Shirt Raw, Pants Flavante, Accessories Cry Baby Craft

How important is image-making – clothing, styling, fashion – in shaping the narrative people project onto you, and the one you choose to claim for yourself?

Working in fashion made me very aware that the way you present yourself already tells a story. That said, I’m actually very private. I don’t try to push a constructed persona. Modeling is modeling. Acting is acting. I stay away from building a fixed image because it can stick to you.

I know it’s easier to sell someone if they fit a clear concept – “Italian macho,” for example. But that’s counterintuitive to acting, which is about becoming anything.

“I used to worry a lot about how I should present myself online – posting the right things, showing my body, proving I’m also smart. I don’t care about that anymore. I read my books. I work out. I live.”

PR can come later.

Do you ever fall in love with the characters you play? What happens when the project ends?

Absolutely. You have to fall in love with them – it’s the only way to do them justice. You empathize, you make them real. In a way, they are real people — ones who existed, or could exist, even if nobody knows about them. And yes, when it ends, it’s painful. I cry every time. Sometimes with my castmates, sometimes alone in my room. But it’s a cycle. It’s supposed to end.

Every project changes you. You’re never the same person you were before stepping onto that set.

Accessories Mecheo

Accessories Mecheo

For this Container Love Special: what does love mean to you right now – emotionally, creatively, maybe even politically?

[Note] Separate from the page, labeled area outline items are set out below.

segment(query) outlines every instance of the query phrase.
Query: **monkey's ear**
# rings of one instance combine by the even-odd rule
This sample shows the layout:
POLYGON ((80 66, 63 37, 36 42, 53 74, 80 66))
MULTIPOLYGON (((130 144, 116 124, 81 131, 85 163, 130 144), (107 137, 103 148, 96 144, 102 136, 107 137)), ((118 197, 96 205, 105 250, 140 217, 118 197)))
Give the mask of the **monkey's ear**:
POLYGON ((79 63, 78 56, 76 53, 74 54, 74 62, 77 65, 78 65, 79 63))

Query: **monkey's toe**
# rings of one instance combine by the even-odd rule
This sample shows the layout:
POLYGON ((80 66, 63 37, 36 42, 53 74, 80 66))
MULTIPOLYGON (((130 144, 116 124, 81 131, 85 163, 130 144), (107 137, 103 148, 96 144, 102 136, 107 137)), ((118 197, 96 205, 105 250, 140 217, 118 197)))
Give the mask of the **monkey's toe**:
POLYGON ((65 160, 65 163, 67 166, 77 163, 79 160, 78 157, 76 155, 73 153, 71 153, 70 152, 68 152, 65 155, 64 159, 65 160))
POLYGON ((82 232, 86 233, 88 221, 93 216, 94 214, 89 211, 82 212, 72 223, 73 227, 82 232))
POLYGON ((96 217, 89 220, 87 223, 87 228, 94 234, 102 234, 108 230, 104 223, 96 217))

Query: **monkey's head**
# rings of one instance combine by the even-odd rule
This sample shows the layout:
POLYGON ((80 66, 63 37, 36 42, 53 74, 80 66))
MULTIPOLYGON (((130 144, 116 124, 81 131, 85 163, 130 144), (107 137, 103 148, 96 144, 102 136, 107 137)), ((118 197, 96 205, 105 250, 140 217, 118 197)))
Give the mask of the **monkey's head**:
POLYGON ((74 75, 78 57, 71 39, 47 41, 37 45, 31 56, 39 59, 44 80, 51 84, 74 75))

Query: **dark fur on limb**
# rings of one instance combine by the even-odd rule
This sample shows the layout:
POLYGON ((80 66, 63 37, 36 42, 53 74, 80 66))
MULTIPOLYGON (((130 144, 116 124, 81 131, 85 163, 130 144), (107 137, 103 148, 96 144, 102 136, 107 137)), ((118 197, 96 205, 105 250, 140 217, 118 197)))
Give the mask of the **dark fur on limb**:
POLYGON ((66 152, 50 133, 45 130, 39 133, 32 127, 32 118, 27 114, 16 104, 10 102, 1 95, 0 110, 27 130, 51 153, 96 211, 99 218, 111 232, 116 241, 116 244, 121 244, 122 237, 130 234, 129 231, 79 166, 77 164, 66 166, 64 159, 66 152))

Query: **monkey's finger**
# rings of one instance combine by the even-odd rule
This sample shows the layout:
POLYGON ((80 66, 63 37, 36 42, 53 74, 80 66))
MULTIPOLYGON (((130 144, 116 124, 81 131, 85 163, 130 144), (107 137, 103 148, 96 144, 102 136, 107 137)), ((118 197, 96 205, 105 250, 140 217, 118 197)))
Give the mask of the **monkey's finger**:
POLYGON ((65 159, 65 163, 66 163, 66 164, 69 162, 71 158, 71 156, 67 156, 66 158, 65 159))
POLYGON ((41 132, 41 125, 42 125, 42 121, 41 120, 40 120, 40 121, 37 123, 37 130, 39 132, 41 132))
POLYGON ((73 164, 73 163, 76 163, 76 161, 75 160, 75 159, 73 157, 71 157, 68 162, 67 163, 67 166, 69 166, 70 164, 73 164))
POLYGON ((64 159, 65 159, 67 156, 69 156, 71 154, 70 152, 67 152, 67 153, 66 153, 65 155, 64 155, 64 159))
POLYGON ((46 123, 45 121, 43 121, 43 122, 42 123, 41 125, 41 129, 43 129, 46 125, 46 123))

The first word that comes to mind is excitement. If I love a person, I’m excited to see them. If I love a project, I’m excited to dive into it. If I love a political movement, I’m excited about the change it can bring.

“Love and excitement go hand in hand. When excitement disappears, things go stale. But excitement is something you can nurture. It’s like a fire – you have to keep feeding it.”

Do you believe love makes you a better actor, or simply a more exposed human being?

Honestly, at the risk of sounding cliché: all you need is love. Love makes you come alive. It gives you energy, nerves, jitters. It’s the engine behind everything. When you do something without love – when it’s just obligation – it shows. It doesn’t feel good to watch, and it doesn’t feel good to do.

Has love ever influenced your creative decisions in unexpected ways?

I think of this audition I had with Paolo Sorrentino. The day before, I had an absolutely disastrous date – screaming in the streets, total chaos. I thought: I have two choices. Either I let this destroy me, or I use it. I didn’t get the role, but the casting director remembered me. They kept calling me after that. I used the desperation. I had no energy left to be fake. I just showed up as I was. And sometimes, that’s when acting works best.

If you could choose one love story to tell one day – without thinking about marketability – what would it be?

When I was a kid, we went on a school trip to Rome and learned about Emperor Hadrian. He went to Greece and brought back a young man who started as a slave but became his lover. They lived together. When the man died, Hadrian was devastated – his life was never the same. This was a warrior, an emperor. No one could question his masculinity or strength. And yet, he loved another man deeply.

I’d love to tell that story. I still don’t understand how no one has made a film about it.